I approached and asked if one of them was the Coors brewer and a couple of them said they were.

Coors Brewers Dave Thomas and Kent Richou


I had a brief conversation with retired Coors brewer Dave Thomas and the current Coors pilot program brewer Kent Richou(sp?) about the Pre-Prohibition lager that was being dispensed.

"That's an original Coors recipe. That's what Coors tasted like in 1913." Kent told me with some pride about this pilot program batch. Apparently Kent went back into the Coors archives and found the records to reproduce this beer exactly as it was brewed back then, with a couple of differences. They weren't able to use the same hops.

Kent said, "because nobody grows the same kind of hops then like they do now, so I had to substitute the hops that are in it." He continued, "I think I used New Zealand Saaz, hallertaur... I don't have my list on me." I asked Kent about adjuncts and he said that Coors uses corn but back then it was rice.
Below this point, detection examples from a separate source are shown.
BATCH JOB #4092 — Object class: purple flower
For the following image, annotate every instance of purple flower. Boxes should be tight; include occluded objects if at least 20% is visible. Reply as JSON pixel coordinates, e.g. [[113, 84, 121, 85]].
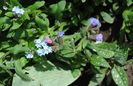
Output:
[[25, 52, 33, 59], [44, 36, 52, 44], [58, 32, 64, 37], [90, 17, 100, 27], [12, 6, 24, 17], [96, 33, 103, 42], [3, 5, 8, 10]]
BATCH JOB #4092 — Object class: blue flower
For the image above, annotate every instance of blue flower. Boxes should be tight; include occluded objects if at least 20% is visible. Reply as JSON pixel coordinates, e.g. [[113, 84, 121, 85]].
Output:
[[58, 32, 64, 37], [36, 48, 45, 56], [3, 5, 8, 10], [34, 39, 42, 48], [90, 17, 100, 27], [96, 33, 103, 42], [34, 39, 52, 56], [25, 52, 33, 59], [12, 6, 24, 17]]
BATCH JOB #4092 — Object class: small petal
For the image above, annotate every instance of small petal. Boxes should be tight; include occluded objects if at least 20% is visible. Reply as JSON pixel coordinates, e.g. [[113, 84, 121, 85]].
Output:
[[90, 17, 100, 27], [25, 52, 33, 59], [58, 32, 64, 37], [44, 36, 52, 44], [96, 34, 103, 42], [3, 6, 8, 10]]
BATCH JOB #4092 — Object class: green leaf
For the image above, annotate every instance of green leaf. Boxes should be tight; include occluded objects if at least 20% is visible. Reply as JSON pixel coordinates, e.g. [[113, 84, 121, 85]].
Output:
[[0, 17, 9, 26], [72, 69, 81, 78], [96, 48, 115, 58], [58, 0, 66, 12], [12, 62, 79, 86], [111, 66, 128, 86], [28, 1, 45, 11], [14, 60, 32, 81], [100, 12, 114, 24], [49, 4, 58, 14], [7, 44, 29, 54], [10, 22, 22, 30], [90, 55, 110, 68], [35, 16, 49, 31], [126, 0, 133, 6], [49, 0, 66, 15], [88, 72, 106, 86]]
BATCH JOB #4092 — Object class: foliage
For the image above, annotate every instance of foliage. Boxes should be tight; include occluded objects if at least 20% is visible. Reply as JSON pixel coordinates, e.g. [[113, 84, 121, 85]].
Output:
[[0, 0, 133, 86]]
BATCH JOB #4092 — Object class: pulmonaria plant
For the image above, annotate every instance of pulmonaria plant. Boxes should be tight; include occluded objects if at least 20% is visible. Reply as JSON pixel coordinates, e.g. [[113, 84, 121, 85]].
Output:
[[34, 36, 52, 56], [96, 33, 103, 43], [3, 5, 8, 10], [58, 32, 64, 37], [25, 52, 33, 59], [90, 17, 100, 27], [12, 6, 24, 17]]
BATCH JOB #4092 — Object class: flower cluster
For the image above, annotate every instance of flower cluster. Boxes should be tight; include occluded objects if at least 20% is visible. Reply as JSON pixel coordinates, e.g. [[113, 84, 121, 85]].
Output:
[[25, 52, 33, 59], [96, 33, 103, 43], [90, 17, 100, 27], [34, 36, 52, 56], [12, 6, 24, 17], [3, 5, 8, 10]]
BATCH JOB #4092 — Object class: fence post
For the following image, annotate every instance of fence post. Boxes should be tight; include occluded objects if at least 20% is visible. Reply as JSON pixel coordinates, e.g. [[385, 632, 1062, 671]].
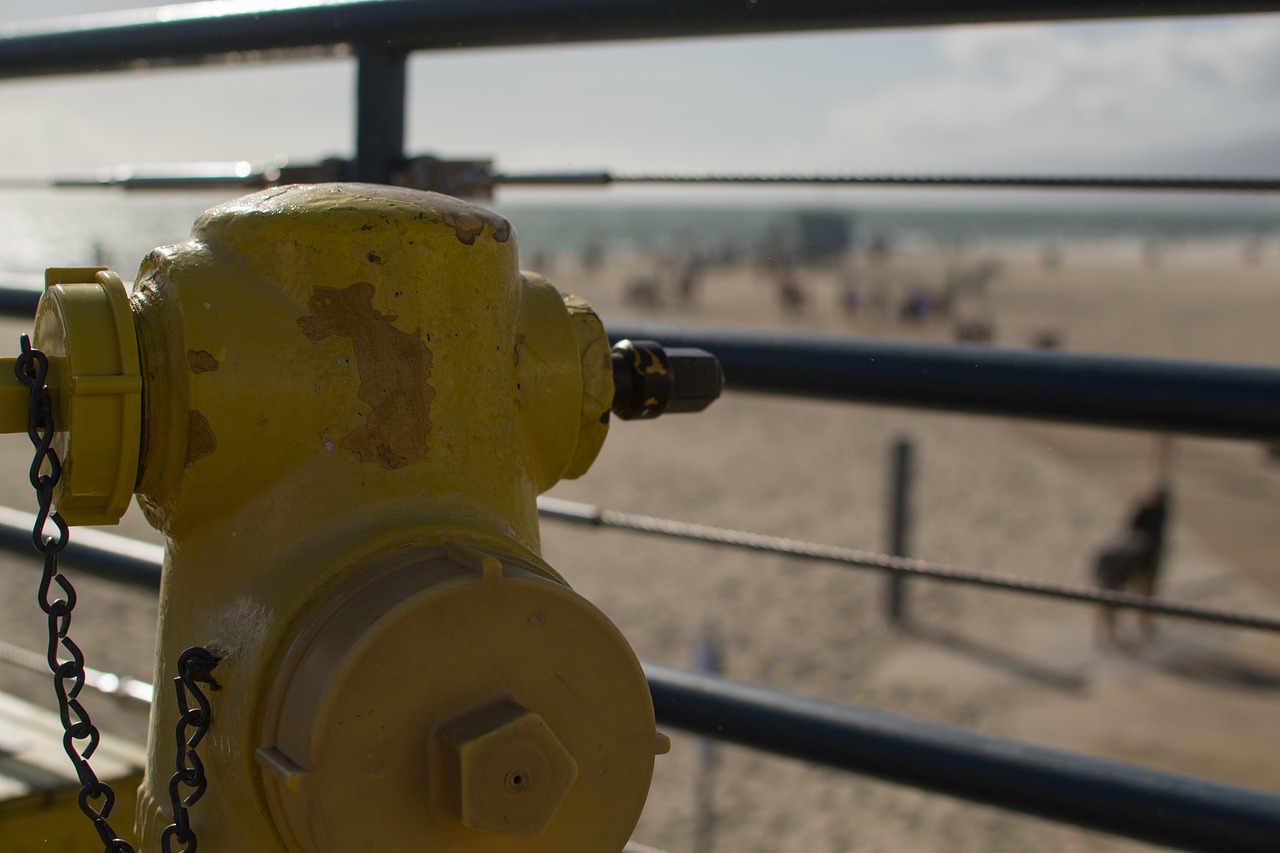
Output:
[[353, 44, 408, 183], [884, 435, 915, 625]]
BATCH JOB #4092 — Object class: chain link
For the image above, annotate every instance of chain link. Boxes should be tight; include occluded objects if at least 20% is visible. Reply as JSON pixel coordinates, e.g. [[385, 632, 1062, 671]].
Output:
[[14, 334, 134, 853], [160, 647, 218, 853], [14, 334, 218, 853]]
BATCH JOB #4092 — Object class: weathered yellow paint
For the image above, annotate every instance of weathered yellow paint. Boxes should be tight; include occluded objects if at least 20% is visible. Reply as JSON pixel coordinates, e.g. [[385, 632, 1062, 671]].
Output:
[[87, 184, 660, 853]]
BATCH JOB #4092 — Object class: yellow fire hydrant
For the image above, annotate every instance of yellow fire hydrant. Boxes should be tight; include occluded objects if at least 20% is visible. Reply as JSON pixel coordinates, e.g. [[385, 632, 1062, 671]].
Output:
[[6, 184, 721, 853]]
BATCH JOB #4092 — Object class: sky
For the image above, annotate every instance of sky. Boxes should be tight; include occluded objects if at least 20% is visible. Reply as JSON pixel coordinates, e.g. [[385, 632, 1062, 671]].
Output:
[[0, 0, 1280, 204]]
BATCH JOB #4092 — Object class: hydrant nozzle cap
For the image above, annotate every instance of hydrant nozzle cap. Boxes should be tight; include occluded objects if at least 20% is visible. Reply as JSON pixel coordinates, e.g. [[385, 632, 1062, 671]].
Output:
[[33, 268, 142, 524]]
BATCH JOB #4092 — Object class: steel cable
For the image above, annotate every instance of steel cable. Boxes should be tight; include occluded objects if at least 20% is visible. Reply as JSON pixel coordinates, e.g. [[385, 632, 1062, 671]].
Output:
[[538, 497, 1280, 631]]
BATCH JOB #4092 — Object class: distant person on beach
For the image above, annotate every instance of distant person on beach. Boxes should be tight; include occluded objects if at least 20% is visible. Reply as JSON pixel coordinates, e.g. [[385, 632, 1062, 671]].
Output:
[[1093, 437, 1170, 644], [774, 264, 805, 315]]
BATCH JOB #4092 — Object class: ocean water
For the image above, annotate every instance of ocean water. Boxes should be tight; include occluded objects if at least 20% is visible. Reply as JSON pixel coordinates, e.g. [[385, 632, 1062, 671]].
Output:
[[0, 190, 1280, 280]]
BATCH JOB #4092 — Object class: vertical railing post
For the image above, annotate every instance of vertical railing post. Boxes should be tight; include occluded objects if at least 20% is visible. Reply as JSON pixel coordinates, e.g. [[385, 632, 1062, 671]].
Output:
[[886, 435, 914, 625], [352, 44, 408, 183]]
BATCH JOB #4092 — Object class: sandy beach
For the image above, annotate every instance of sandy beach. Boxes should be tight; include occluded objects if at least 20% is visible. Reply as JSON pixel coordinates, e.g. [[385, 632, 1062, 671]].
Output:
[[0, 229, 1280, 853]]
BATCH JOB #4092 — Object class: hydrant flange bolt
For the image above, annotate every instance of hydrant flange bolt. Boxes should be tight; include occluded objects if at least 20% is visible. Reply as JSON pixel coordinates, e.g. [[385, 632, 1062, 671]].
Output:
[[436, 699, 577, 838], [613, 341, 724, 420]]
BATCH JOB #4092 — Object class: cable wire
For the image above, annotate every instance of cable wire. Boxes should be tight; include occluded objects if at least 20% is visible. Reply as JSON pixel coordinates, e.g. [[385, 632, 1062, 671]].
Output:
[[538, 497, 1280, 631], [604, 173, 1280, 192]]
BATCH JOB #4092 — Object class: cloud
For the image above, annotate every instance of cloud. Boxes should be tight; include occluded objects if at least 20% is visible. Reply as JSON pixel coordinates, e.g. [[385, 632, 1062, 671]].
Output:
[[827, 17, 1280, 172]]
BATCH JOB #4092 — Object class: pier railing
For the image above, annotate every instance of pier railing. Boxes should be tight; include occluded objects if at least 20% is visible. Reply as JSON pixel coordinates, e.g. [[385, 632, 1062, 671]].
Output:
[[0, 0, 1280, 850]]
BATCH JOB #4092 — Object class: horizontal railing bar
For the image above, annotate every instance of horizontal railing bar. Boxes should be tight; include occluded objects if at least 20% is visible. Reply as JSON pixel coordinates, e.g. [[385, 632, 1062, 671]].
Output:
[[0, 0, 1280, 77], [538, 496, 1280, 631], [608, 323, 1280, 442], [0, 496, 1280, 631], [0, 506, 164, 589], [10, 161, 1280, 193], [644, 663, 1280, 853], [0, 640, 155, 706]]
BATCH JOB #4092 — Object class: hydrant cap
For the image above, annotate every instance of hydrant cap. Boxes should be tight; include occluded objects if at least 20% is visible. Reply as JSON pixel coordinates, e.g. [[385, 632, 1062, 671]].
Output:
[[35, 268, 142, 524]]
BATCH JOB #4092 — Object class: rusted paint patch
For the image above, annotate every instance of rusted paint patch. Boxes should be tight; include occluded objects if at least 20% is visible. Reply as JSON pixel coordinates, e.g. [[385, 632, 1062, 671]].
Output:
[[187, 409, 218, 467], [187, 350, 218, 373], [440, 207, 511, 246], [298, 282, 435, 469]]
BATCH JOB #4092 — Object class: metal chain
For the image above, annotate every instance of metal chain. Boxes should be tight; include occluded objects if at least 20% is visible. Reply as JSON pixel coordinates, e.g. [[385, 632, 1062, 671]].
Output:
[[160, 647, 218, 853], [14, 334, 134, 853], [14, 334, 218, 853]]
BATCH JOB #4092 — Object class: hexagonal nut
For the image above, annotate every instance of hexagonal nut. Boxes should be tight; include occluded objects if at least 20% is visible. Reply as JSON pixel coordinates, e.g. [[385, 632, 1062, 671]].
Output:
[[436, 699, 577, 838]]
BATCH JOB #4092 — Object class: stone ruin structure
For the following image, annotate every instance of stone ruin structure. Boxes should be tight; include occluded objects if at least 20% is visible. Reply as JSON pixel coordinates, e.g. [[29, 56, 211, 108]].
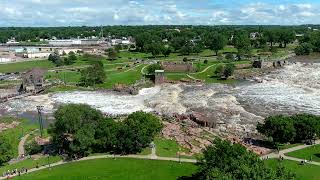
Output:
[[19, 68, 46, 92], [154, 70, 165, 84], [252, 60, 289, 69], [161, 62, 194, 72]]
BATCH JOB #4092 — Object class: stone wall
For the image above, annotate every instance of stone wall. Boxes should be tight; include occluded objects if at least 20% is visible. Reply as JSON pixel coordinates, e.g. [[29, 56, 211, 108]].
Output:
[[161, 62, 194, 72]]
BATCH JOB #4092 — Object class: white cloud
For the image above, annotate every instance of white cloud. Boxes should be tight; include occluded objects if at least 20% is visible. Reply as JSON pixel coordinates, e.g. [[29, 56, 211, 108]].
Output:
[[0, 0, 320, 26]]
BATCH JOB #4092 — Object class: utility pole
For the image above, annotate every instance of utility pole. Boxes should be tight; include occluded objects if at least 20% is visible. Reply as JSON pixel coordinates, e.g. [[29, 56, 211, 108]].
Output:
[[37, 106, 43, 137]]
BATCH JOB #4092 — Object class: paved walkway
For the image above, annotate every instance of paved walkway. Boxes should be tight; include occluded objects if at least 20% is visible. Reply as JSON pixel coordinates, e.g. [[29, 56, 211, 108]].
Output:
[[190, 64, 216, 74], [261, 140, 320, 166], [0, 147, 197, 180], [18, 129, 37, 157]]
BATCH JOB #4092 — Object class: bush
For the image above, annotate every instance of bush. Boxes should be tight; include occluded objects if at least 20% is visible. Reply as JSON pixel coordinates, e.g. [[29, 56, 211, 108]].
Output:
[[147, 63, 163, 75], [294, 43, 312, 56], [226, 53, 235, 61], [257, 114, 320, 144], [182, 57, 189, 62], [25, 140, 43, 155], [0, 136, 14, 166]]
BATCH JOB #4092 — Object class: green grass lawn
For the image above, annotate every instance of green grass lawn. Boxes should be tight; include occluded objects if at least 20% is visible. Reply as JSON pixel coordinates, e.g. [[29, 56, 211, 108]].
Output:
[[97, 66, 143, 88], [0, 156, 62, 175], [47, 85, 88, 93], [286, 145, 320, 162], [0, 60, 55, 73], [265, 159, 320, 180], [154, 137, 195, 158], [0, 119, 37, 156], [45, 71, 81, 84], [279, 143, 302, 150], [16, 158, 197, 180]]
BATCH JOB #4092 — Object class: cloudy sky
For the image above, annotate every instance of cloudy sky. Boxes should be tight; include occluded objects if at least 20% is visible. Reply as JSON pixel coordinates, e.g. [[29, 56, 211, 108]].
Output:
[[0, 0, 320, 26]]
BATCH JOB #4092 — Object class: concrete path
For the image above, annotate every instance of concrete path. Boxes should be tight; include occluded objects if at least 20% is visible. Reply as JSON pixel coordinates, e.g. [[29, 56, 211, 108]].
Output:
[[18, 129, 37, 158], [18, 134, 30, 157], [0, 148, 197, 180], [191, 64, 217, 74], [260, 140, 320, 166]]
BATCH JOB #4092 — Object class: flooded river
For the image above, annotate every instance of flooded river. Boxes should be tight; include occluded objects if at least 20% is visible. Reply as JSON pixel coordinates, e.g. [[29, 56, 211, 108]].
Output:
[[1, 63, 320, 134]]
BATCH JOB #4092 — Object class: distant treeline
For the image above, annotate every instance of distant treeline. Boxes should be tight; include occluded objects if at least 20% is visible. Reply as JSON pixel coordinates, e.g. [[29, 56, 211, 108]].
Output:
[[0, 25, 320, 43]]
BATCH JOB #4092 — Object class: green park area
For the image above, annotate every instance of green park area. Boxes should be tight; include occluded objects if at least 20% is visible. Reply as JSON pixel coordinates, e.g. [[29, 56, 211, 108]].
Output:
[[286, 145, 320, 162], [0, 60, 55, 73], [0, 117, 37, 157], [17, 158, 197, 180], [0, 156, 62, 174], [265, 159, 320, 180]]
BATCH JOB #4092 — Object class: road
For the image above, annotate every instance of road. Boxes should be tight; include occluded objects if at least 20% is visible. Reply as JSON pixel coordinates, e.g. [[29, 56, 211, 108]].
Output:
[[261, 140, 320, 166], [0, 146, 197, 180]]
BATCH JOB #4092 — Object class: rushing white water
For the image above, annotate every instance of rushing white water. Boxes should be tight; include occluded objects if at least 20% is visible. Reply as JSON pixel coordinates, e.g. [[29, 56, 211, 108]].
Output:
[[2, 64, 320, 132], [238, 63, 320, 115]]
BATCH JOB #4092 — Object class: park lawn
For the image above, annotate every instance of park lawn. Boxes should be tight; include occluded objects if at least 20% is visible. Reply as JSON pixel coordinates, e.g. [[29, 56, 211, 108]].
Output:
[[97, 66, 142, 88], [0, 119, 37, 157], [16, 158, 197, 180], [165, 73, 189, 81], [47, 85, 88, 93], [0, 60, 55, 73], [154, 137, 195, 159], [286, 144, 320, 162], [0, 156, 62, 175], [279, 143, 303, 150], [265, 159, 320, 180], [45, 71, 81, 84], [138, 147, 152, 155]]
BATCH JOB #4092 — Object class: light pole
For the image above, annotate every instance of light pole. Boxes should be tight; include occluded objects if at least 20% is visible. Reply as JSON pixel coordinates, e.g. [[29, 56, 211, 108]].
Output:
[[37, 106, 43, 137], [178, 147, 181, 164], [113, 145, 116, 160]]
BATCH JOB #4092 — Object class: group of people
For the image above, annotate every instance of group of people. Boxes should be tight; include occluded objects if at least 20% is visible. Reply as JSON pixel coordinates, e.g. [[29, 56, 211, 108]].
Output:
[[2, 168, 28, 177]]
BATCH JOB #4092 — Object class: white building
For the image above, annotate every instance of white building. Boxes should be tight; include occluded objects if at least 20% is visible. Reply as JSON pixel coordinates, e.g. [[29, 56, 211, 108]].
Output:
[[23, 52, 51, 59], [49, 39, 73, 46], [49, 39, 100, 46]]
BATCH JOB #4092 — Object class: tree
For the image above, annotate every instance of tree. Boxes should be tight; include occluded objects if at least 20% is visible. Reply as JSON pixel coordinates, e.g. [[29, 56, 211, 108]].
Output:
[[170, 37, 187, 51], [185, 138, 295, 180], [24, 140, 43, 155], [48, 51, 64, 66], [80, 61, 106, 86], [64, 51, 78, 65], [115, 111, 162, 154], [214, 63, 235, 79], [145, 42, 163, 57], [0, 135, 14, 165], [290, 114, 320, 142], [257, 115, 296, 144], [279, 30, 295, 48], [147, 63, 163, 75], [223, 63, 236, 78], [162, 46, 172, 57], [214, 64, 225, 77], [294, 43, 312, 56], [234, 32, 250, 60], [257, 114, 320, 144], [263, 30, 278, 47], [180, 43, 192, 55], [107, 48, 118, 60], [206, 33, 227, 56], [49, 104, 104, 157]]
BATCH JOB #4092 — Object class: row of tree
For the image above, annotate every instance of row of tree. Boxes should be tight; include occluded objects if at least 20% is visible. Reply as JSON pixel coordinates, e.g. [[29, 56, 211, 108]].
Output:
[[295, 31, 320, 55], [179, 139, 295, 180], [48, 51, 78, 66], [49, 104, 162, 157], [257, 114, 320, 144]]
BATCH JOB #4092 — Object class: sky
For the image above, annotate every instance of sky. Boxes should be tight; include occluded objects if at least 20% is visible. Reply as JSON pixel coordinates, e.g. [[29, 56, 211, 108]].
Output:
[[0, 0, 320, 27]]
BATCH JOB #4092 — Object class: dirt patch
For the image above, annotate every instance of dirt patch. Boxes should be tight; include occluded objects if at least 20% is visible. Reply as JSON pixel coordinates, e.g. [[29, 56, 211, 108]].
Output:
[[0, 121, 20, 133]]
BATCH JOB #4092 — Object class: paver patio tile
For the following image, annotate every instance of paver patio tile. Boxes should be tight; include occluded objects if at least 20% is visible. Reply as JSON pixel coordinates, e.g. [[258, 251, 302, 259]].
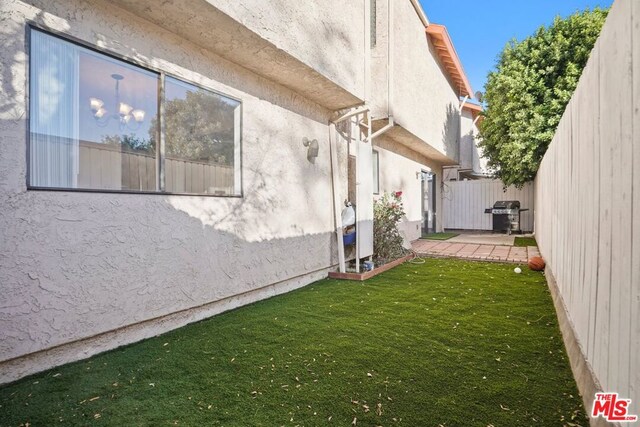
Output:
[[458, 243, 480, 255], [473, 245, 495, 256]]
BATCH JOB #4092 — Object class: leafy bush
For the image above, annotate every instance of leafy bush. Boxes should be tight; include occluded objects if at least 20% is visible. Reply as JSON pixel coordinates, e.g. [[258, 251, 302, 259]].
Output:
[[373, 191, 407, 265]]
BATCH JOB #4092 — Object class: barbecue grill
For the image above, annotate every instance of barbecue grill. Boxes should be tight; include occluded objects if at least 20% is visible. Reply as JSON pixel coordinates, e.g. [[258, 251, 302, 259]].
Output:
[[485, 200, 529, 234]]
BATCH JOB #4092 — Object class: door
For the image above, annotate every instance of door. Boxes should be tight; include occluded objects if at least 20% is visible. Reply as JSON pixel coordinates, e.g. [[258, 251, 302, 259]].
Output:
[[421, 171, 436, 235]]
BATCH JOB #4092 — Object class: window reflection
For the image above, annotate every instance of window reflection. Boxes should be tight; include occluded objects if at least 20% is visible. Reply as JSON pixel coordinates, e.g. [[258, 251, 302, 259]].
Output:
[[164, 77, 240, 195]]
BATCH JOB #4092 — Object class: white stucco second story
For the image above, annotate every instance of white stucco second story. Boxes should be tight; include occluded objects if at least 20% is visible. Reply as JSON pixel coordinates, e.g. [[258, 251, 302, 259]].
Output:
[[371, 0, 472, 165]]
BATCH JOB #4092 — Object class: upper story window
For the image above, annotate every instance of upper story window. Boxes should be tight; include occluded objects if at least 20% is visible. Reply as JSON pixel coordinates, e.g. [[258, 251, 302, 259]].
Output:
[[28, 29, 241, 196]]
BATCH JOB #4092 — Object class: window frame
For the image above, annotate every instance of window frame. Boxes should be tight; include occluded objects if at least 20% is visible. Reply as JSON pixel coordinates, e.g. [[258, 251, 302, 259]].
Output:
[[25, 25, 244, 198]]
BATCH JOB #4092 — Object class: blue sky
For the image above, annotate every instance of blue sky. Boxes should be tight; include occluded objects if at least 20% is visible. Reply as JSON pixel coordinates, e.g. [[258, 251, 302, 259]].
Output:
[[420, 0, 612, 98]]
So They needed to do a cereal mash with rice for this recipe and it comprises about 20% of the grist.


This beer, although still a very light lager has a fuller mouthfeel and higher bitterness than the Coors Banquet. With 25 ibu's it's has about twice the ibu's of the regular Coors.
Comment if you know if I spelled Kent's last name correctly.

1 comment:

Scott-TheBrewClub said...

That's interesting actually. Can it really taste like it did in 1913 if there are substitutions though? I guess that's nitpicking but still its a neat concept.